Wednesday, 26 March 2008

David Montgomery - wolf in sheeps clothing?

Wednesday morning meant, once again, a meeting of the House of Lords Communications Select Committee taking yet more evidence for our inquiry into media ownership and the news. We are coming to the close of our evidence taking, and I wasn't too convinced that hearing from David Montgomery was going to add to the sum total of our knowledge.

I was wrong. As Chairman of the Mecom Group, he oversees extensive regional newspaper operations all over Europe, including Norway, Netherlands, Poland and the Ukraine and so had some considerable insights into the way in which newspapers operate in Europe. In some European countries the predominant method of distribution is through newsstands and in others it is through subscription - we're rather unusual in our reliance on newsagents. Some countries are highly resistant to change, for example in Germany there has been huge resistance to multi-skilling in which print journalists work in the on-line sector.
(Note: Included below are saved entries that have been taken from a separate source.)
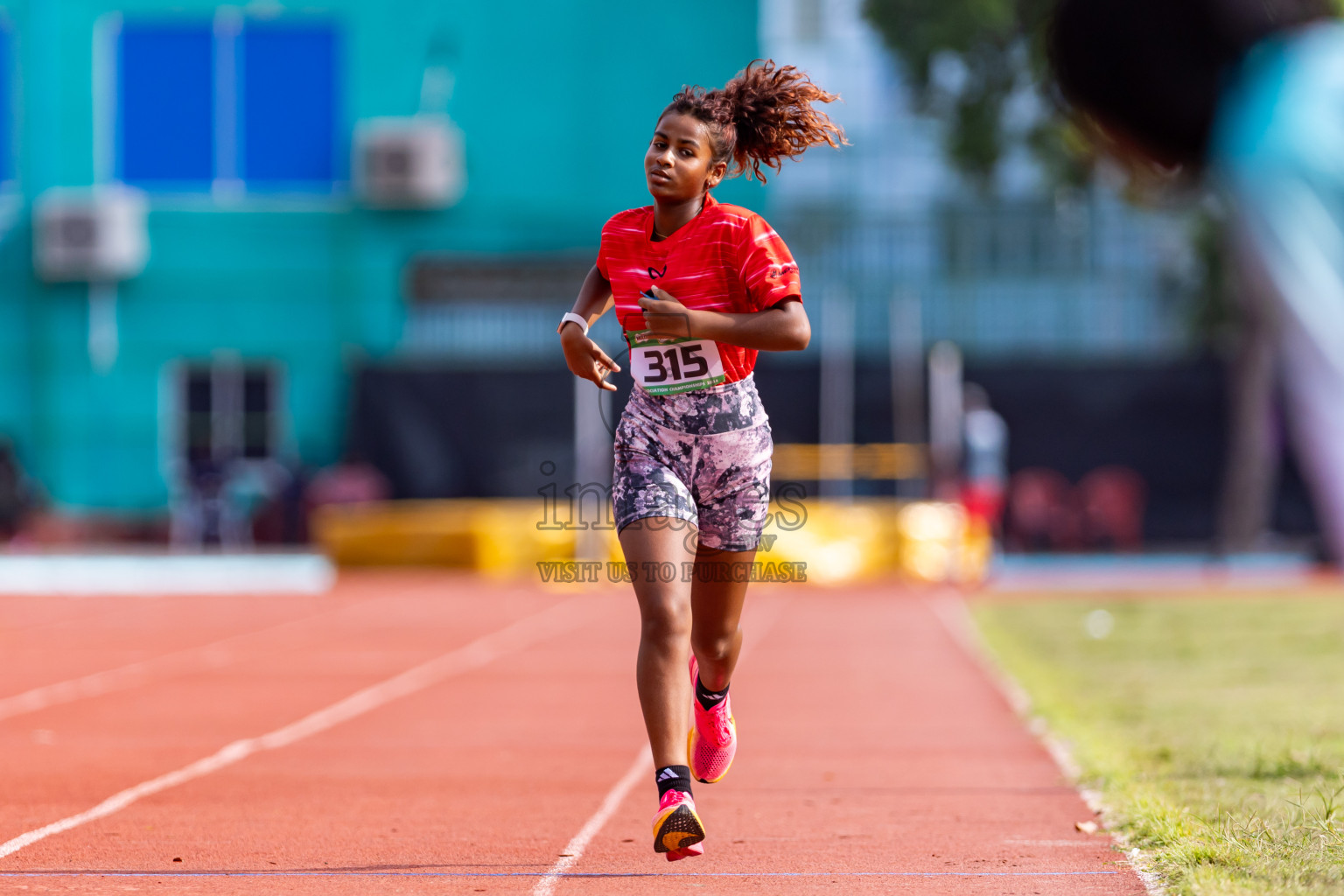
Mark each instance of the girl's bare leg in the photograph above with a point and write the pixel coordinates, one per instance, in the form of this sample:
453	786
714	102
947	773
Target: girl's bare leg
666	632
717	599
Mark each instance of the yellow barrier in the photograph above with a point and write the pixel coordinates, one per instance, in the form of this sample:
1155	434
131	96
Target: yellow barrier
836	542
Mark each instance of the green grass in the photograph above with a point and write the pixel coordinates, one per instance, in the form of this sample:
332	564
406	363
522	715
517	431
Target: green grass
1214	727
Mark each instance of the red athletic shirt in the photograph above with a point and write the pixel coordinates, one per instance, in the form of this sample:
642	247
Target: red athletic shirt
726	260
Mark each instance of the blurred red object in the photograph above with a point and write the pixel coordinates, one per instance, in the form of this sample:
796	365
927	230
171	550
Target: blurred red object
1112	500
1040	512
347	484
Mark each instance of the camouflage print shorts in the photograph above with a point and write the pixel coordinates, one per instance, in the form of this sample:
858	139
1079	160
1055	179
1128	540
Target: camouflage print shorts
702	457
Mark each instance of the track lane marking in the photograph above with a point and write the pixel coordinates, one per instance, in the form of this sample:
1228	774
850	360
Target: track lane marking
539	626
538	873
206	657
578	844
574	850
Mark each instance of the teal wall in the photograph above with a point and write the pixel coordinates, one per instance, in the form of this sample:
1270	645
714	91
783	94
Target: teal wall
556	100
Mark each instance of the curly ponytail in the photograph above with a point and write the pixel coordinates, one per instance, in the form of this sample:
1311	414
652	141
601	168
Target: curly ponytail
761	117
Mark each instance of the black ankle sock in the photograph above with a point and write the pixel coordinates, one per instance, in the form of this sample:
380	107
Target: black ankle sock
709	699
672	778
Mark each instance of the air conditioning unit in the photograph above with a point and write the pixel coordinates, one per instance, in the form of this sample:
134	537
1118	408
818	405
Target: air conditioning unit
409	163
93	235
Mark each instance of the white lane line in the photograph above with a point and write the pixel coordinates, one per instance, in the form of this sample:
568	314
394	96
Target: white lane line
523	633
206	657
574	850
761	621
202	659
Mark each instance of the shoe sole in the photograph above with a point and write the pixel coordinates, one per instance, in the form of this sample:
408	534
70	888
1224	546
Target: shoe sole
676	830
690	757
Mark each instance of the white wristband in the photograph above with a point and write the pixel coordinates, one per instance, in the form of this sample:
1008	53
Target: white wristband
571	318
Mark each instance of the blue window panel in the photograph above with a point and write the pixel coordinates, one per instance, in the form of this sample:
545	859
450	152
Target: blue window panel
288	105
165	102
5	107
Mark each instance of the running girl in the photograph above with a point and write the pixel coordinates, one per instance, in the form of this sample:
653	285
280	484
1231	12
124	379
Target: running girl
699	288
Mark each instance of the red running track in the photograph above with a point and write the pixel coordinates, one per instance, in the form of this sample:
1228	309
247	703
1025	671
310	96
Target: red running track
877	757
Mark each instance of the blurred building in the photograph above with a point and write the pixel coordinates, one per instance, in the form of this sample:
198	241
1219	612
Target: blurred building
268	281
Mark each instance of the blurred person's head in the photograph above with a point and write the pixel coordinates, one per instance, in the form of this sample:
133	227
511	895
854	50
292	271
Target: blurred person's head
761	117
1148	74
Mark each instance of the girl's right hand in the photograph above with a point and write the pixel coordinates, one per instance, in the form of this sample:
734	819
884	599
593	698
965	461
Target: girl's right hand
586	358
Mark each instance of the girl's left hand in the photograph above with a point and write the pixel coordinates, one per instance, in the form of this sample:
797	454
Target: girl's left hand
666	316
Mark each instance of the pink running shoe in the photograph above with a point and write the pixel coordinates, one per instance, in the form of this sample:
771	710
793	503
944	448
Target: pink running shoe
676	826
714	738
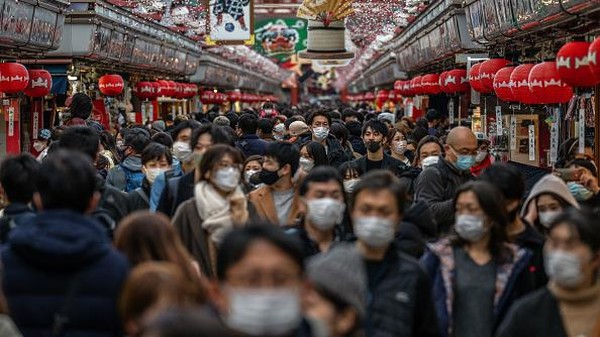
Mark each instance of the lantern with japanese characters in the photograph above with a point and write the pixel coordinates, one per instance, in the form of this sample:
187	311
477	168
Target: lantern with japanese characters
547	86
14	77
573	65
40	83
111	85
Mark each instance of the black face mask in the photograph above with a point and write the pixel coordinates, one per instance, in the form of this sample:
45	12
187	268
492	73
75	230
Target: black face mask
269	177
373	146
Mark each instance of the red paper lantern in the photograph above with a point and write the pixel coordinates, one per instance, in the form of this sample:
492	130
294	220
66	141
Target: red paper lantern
40	83
503	85
111	85
430	84
14	77
457	81
572	63
593	58
475	78
145	90
546	85
520	90
415	86
235	96
488	71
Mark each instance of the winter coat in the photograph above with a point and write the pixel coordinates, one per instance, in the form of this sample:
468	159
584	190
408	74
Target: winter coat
116	176
251	145
264	205
46	259
536	315
400	302
335	153
440	266
389	163
437	186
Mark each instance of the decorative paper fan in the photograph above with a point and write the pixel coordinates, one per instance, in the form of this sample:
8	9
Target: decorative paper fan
325	11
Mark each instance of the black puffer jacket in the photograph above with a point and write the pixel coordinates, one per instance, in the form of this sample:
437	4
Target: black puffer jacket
400	299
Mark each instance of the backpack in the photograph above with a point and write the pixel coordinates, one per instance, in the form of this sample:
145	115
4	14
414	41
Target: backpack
133	179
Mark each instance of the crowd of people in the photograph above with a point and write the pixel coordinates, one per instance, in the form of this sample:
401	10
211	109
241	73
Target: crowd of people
303	221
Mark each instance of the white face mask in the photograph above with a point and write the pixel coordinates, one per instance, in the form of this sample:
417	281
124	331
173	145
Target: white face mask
181	150
248	174
325	213
480	156
263	312
470	227
547	217
152	173
39	147
227	179
321	133
306	164
349	185
400	147
429	161
374	231
564	268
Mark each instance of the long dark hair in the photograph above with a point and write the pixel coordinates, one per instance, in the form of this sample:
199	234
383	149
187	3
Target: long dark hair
317	152
492	203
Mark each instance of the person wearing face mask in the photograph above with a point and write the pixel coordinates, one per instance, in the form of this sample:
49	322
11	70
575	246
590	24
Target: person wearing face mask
374	134
42	144
437	185
323	205
312	154
511	183
548	198
260	283
483	159
400	302
570	305
338	293
277	201
476	275
219	205
319	123
156	159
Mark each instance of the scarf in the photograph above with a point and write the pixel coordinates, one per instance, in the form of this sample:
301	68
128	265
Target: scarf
220	215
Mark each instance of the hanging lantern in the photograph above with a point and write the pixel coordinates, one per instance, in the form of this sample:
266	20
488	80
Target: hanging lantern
546	85
488	71
430	84
572	63
40	83
111	85
520	90
415	86
593	59
457	81
475	78
503	84
14	77
145	90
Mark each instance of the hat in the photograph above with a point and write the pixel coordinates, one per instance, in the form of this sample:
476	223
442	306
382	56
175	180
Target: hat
341	273
387	116
221	121
44	134
159	125
297	128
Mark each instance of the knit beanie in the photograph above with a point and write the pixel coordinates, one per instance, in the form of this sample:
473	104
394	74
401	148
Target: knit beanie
341	273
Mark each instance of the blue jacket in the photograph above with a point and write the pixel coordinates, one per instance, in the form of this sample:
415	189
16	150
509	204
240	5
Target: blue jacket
510	281
251	144
41	261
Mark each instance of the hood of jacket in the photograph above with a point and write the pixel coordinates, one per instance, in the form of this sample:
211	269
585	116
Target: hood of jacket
133	163
60	240
550	184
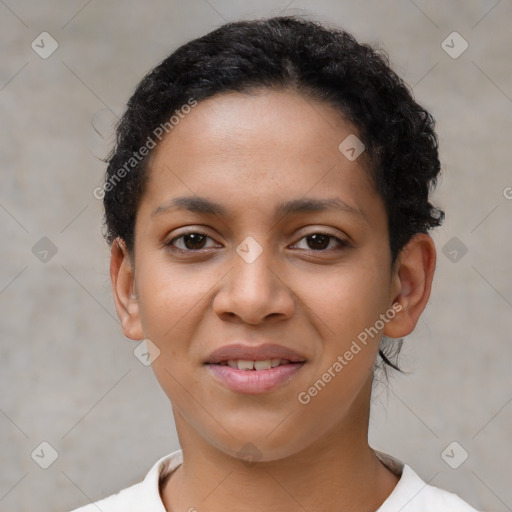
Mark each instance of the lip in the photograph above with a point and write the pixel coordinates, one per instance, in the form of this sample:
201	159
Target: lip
254	353
254	381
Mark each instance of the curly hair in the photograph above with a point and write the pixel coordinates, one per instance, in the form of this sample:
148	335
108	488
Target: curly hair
288	53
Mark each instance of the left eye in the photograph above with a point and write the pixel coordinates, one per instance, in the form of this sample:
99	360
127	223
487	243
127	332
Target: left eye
321	241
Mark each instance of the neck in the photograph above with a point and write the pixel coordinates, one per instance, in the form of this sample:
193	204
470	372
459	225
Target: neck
339	471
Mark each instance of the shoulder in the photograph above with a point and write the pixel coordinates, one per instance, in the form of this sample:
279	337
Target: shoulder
412	494
144	495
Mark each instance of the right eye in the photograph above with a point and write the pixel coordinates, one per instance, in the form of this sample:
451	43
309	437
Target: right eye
192	241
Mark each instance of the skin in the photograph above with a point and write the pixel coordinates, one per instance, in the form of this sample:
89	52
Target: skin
251	152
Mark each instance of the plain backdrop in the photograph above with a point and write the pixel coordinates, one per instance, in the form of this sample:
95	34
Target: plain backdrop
68	376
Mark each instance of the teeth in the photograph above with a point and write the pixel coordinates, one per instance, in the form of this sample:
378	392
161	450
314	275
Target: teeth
262	365
267	364
245	365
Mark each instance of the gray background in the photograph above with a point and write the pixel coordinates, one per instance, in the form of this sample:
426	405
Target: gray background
68	376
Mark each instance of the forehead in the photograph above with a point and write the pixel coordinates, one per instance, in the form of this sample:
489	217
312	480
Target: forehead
258	150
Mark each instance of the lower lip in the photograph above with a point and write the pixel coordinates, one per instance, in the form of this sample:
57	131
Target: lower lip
254	381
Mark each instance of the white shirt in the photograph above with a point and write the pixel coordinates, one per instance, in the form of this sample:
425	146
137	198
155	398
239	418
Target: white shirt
411	494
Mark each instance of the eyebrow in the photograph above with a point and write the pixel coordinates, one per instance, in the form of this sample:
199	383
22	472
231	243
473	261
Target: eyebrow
205	206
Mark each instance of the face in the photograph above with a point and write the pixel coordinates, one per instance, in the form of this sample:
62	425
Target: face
249	271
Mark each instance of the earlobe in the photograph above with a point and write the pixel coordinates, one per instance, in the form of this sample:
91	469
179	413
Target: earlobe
413	274
123	288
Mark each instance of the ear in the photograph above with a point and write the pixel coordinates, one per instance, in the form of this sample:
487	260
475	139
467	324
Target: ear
412	282
123	287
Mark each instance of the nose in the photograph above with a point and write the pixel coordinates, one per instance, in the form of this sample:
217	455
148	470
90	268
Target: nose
253	291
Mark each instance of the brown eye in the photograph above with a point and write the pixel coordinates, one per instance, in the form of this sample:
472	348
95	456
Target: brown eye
193	241
321	242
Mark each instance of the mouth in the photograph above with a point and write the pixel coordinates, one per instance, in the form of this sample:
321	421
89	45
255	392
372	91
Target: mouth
253	370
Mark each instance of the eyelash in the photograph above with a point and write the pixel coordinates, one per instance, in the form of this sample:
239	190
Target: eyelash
342	244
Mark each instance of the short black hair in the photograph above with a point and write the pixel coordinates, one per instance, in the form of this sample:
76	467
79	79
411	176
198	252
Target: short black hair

In countries like Poland where a free press is a relatively recent phenomenon there has been an explosion of newspaper provision. What all newspapers have in common though is a difficulty in making profit in an environment where advertising revenue is falling, fewer people read newspapers and the costs of good news gathering is increasing.

Montgomery is renowned for his muscular approach to this problem, rather belying his soft-spoken and moderate evidence to us. When Richard Stott was sacked by Montgomery as Editor of the Daily Mirror he wrote, " what he did showed a breathtaking disregard for keeping his word and a merciless savagery unheard of even by Fleet Street's bloodsoaked and hypocritical standards". Andrew Marr, sacked by Montgomery as Editor of the Independent, added, " some of us would put it a little more strongly than that."